Mario Ivov

Personal information
- Full name: Mario Valentinov Ivov
- Birth name: Mario Magdalinov Topuzov
- Date of birth: 25 July 1999 (age 26)
- Place of birth: Blagoevgrad, Bulgaria
- Height: 1.73 m (5 ft 8 in)
- Position: Midfielder

Team information
- Current team: Vihren Sandanski
- Number: 8

Youth career
- 0000–2016: Litex Lovech
- 2016–2018: Pirin Blagoevgrad

Senior career*
- Years: Team / Apps / (Gls)
- 2017–2018: Pirin Blagoevgrad / 16 / (0)
- 2019–2020: Septemvri Simitli / 32 / (10)
- 2020–2024: CSKA 1948 / 90 / (3)
- 2021–2024: CSKA 1948 II / 21 / (4)
- 2023: → Steaua București (loan) / 7 / (0)
- 2025: Pirin Blagoevgrad / 31 / (4)
- 2026–: Vihren Sandanski / 13 / (3)

International career
- 2017: Bulgaria U18 / 1 / (0)

= Mario Ivov =

Bulgarian footballer (born 1999)

Mario Valentinov Ivov (Марио Ивов; born 25 July 1999) is a Bulgarian footballer who currently plays as a midfielder for Vihren Sandanski.

==Career==
===Pirin Blagoevgrad===
In June 2016, Topuzov started pre-season training with Pirin Blagoevgrad's first team.
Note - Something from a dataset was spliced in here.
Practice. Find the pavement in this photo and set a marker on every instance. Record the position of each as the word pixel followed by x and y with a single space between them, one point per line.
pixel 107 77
On 5 March 2017, he made his professional debut in a 0–3 away loss against Ludogorets Razgrad, coming on as substitute for Stanislav Kostov.

==Personal life==
In February 2025 he changed his name to Mario Vladimirov Ivov, taking his father's name. Until that, he used his mother's name and was known as Mario Magdalinov Topuzov.